Ogni tanto, passava una donna con un’ampolla sul capo, andava a prendere l’acqua dai pozzi. Era straordinario il modo in cui riuscisse a non far versare neppure una goccia d’acqua.
Era maestosa e aveva un fantastico equilibrio. Aveva moltissime treccioline nere e due occhi grandi e luminosi, sorridenti.
Il suo sorriso mi ricordava tanto quello di Leon. Quando quel bambino era felice, sorrideva ogni singola parte del suo corpo, ogni centimetro della sua pelle. Non avrei mai più rivisto quel ragazzino, che pure mi aveva trasmesso molto, mi aveva tirato fuori dal mio piccolo mondo e mi aveva fatto sentire un granello, fino a privarmi della mia onnipotenza. Trascorrevo le mie giornate tutte allo stesso modo, eppure in ognuna di esse c’era qualcosa di diverso dalla precedente, i rumori, gli odori.
La natura in Africa prende voce, parla proprio come noi. Lo fa attraverso gli animali, i fiori, le foglie, l’acqua, il deserto. Parla in tutti i modi possibili e la gente la ascolta. La gente ascolta e sorride, sorride ininterrottamente. Avrei voluto che la mia permanenza in Africa non avesse fine, eppure dovevo tornare.

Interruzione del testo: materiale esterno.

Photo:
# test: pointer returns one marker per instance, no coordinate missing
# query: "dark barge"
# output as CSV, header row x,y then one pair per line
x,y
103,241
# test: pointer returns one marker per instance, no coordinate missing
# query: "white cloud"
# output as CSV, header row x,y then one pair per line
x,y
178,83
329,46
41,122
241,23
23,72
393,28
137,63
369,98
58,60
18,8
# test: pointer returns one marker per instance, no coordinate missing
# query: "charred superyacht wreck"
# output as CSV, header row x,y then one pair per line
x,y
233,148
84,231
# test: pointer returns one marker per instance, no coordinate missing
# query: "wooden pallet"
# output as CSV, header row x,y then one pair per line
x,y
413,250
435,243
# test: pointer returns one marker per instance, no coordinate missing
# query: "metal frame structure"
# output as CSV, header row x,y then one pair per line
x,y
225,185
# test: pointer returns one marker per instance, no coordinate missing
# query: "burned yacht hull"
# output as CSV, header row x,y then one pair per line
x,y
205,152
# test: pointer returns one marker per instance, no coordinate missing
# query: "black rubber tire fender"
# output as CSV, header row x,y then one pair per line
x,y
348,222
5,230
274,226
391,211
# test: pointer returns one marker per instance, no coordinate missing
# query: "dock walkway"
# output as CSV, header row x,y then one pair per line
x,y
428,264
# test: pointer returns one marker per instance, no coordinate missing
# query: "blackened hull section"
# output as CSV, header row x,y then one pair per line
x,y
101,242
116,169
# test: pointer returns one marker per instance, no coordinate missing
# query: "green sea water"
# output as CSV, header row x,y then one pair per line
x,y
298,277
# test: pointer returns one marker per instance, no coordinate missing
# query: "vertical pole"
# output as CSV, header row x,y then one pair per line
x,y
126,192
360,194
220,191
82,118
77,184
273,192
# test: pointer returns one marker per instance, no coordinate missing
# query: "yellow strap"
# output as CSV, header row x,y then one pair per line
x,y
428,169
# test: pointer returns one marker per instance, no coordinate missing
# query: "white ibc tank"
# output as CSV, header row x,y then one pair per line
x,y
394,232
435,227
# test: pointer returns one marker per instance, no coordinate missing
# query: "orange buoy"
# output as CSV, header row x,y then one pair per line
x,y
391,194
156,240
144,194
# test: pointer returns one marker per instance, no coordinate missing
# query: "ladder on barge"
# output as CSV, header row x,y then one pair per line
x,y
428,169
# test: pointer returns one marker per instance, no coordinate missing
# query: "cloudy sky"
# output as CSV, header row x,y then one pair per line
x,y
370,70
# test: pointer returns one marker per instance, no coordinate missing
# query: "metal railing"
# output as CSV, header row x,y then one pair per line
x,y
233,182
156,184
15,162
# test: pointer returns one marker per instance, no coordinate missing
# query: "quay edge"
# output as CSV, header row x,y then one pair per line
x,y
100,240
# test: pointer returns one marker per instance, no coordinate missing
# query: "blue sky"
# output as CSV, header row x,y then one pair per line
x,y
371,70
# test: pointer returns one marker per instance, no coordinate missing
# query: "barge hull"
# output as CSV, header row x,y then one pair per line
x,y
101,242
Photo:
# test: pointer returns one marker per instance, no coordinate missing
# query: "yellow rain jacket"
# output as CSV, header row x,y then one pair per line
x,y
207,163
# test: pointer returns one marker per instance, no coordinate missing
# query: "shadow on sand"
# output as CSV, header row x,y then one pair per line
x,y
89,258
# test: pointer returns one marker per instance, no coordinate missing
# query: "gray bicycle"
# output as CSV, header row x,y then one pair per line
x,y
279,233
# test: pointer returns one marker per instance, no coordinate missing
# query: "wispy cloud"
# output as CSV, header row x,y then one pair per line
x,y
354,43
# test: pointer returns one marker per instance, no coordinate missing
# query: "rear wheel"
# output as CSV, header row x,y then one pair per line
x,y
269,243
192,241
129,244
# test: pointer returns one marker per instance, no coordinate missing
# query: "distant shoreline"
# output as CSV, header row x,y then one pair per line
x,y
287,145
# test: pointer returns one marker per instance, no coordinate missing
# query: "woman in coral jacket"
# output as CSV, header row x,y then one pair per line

Adesso sono un uomo diverso. Sono nuovamente qui, seduto, e osservo la savana. Ogni tanto scivola qualche lacrima sul mio volto. Poi penso a Leon, a Marco e Mattia. Infine penso ad Anna. Sto tornando da lei. Chissà cosa penserà mia moglie quando si troverà davanti un uomo diverso da quello che ha sposato, chissà come reagirà quando l’abbraccerò come se non la vedessi da 10 anni. Chissà se sarà felice di vedermi. Io lo sono. Voglio renderla felice, voglio uscire con la mia famiglia tutti i giorni, voglio riempire i miei bambini d’affetto, voglio dare loro un padre, non un impresario. Voglio stringerli a me, come ho fatto il giorno in cui sono nati. “Stazione di Milano, stazione di Milano”. Devo scendere, sono a casa. Ho lasciato parte di me in Africa, ma penso di avere portato gran parte di essa in me. Lascio il mio orologio sul sedile. Voglio cominciare a godermi il tempo, la vita, voglio vivere con il ritmo, non con il ticchettio di un orologio. Come dice un proverbio Africano, noi abbiamo l’orologio, ma loro hanno il tempo. E’ questo ciò che vorrei imparare a fare anch’io. Sono rinato. Da oggi comincerò da zero.